If you’ve spent time experimenting with some of these tools, you likely understand why. It’s common for their output to include factual errors, and in some cases, outright fabrications – a problem dubbed by those in the industry as “hallucination.”
At the same time, it’s hard to ignore their strengths. Generative AI tools can write grammatically flawless prose, quickly summarize documents and conversations, and generate punchy headlines for news articles and social media.
And many news organizations are now testing those features. Nicholas Diakopoulos, associate professor in communication studies and computer science at Northwestern University, and colleague Hannes Cools recently described developing usage guidelines in the industry. Interestingly, many leave open the possibility of incorporating computer-generated text in journalistic work, albeit with a layer of manual human review.
Outside of journalism, policymakers in Connecticut are grappling with related challenges that spring from AI’s swift evolution.

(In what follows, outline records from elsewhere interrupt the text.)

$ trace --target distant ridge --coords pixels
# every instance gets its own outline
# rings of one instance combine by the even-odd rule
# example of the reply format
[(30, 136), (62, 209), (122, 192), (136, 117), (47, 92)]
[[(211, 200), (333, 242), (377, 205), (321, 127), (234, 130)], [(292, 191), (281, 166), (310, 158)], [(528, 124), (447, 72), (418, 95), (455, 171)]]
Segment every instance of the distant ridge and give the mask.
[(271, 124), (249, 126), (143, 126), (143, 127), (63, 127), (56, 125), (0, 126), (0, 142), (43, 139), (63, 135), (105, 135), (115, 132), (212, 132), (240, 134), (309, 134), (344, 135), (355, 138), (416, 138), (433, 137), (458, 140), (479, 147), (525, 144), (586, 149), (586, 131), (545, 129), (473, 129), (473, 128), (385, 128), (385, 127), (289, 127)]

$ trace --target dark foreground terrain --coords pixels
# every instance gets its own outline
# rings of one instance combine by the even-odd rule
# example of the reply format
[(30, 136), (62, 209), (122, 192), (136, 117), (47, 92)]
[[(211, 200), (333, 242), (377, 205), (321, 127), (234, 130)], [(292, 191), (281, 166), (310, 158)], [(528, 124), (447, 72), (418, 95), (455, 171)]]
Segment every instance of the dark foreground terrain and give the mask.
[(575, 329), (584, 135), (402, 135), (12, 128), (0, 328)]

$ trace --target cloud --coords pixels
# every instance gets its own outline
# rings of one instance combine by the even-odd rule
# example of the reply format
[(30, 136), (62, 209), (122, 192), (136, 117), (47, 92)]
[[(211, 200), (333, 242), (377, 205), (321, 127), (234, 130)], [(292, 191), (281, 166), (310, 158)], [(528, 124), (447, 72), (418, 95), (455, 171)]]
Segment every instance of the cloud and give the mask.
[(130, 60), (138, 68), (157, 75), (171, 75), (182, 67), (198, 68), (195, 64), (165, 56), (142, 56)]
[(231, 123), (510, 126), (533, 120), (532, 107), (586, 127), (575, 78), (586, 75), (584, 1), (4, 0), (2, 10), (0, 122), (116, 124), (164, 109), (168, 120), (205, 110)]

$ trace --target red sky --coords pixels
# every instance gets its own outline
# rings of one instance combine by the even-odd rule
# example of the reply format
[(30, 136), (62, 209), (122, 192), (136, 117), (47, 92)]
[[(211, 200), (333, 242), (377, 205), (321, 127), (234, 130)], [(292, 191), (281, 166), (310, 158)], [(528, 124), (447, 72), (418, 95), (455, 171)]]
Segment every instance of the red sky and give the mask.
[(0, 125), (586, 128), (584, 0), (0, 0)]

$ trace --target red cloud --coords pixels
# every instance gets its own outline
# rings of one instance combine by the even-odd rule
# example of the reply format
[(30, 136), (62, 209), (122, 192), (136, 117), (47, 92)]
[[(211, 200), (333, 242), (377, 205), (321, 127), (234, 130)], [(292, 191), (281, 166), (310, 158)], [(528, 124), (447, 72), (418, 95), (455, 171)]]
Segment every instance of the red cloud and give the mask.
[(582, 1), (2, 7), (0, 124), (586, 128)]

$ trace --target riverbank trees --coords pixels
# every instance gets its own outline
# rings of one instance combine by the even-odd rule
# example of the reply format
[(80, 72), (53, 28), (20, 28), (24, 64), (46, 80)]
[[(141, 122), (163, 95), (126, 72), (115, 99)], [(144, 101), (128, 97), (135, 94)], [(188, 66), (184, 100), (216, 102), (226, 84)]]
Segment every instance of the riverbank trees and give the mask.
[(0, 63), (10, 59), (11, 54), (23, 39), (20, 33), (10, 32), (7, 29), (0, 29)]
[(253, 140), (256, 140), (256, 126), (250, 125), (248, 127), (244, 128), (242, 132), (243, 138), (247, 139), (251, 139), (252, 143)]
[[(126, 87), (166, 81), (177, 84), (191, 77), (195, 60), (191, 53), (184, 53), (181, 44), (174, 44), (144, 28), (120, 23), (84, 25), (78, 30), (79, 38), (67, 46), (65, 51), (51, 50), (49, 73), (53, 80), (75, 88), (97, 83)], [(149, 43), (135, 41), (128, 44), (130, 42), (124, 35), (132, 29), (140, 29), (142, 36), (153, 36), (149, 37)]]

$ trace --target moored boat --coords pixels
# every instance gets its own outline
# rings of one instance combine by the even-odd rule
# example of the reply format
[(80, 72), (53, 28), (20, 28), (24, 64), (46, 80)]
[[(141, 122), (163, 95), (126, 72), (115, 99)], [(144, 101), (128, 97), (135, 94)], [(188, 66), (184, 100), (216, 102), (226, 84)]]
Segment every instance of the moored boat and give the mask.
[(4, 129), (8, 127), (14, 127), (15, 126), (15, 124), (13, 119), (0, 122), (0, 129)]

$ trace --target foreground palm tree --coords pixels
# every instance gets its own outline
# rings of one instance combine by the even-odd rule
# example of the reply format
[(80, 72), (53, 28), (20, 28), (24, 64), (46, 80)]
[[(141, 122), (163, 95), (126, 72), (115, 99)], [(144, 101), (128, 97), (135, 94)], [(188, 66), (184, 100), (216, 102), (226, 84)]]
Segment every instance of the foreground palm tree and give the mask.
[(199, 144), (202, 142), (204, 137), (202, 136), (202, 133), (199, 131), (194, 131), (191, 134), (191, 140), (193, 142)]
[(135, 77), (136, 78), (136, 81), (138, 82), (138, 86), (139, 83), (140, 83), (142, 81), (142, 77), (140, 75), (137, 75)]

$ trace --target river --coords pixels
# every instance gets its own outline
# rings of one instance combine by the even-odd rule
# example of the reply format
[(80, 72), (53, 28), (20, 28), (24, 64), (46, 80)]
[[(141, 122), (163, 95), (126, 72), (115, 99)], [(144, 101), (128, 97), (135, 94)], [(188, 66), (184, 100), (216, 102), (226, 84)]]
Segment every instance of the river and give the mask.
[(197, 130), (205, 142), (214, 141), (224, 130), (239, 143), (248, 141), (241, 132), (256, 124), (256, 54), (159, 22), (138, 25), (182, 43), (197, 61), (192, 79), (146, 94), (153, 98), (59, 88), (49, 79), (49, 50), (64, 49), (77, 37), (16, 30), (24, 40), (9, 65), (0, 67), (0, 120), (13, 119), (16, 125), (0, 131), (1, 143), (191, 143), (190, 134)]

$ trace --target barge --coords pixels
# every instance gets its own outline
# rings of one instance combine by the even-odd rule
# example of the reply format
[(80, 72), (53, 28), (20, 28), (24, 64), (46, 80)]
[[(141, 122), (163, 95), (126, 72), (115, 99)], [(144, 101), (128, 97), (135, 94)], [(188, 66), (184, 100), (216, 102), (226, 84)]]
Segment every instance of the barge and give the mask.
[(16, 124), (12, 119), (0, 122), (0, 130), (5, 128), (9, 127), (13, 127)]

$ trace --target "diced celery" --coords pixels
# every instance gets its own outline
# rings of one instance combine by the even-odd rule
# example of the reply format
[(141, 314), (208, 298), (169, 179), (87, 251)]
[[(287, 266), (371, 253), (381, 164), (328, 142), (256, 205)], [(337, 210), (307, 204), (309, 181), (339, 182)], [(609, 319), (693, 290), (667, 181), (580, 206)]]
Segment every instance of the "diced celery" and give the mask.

Among them is the need to understand which tools are already in use today. A project undertaken previously by Yale Law School's Media Freedom & Information Access Clinic found the state’s existing open records laws are inadequate to keep the public sufficiently informed about how the government uses artificial intelligence tools.
The state has since taken steps to address that deficit. In a column published this year in the Connecticut Mirror, Connecticut’s chief information officer, Mark Raymond, called for the state to adopt a deliberate approach to designing and implementing AI systems, with a focus on transparency, accountability, fairness and safety.
Connecticut lawmakers also passed one of the country’s most comprehensive pieces of legislation aimed at cataloging and shaping the use of AI. The bill requires the state to produce an inventory of all artificial intelligence technologies currently in use, and review them regularly for potential harm, according to The AP.
Connecticut state Sen. James Maroney, a Milford Democrat, told The AP he also plans to work with lawmakers in other states this fall on model legislation that would establish “broad guardrails” for private industry in areas such as product liability for AI systems.
“It’s rapidly changing and there’s a rapid adoption of people using it,” he said. “So we need to get ahead of this. We’re actually already behind it, but we can’t really wait too much longer to put in some form of accountability.”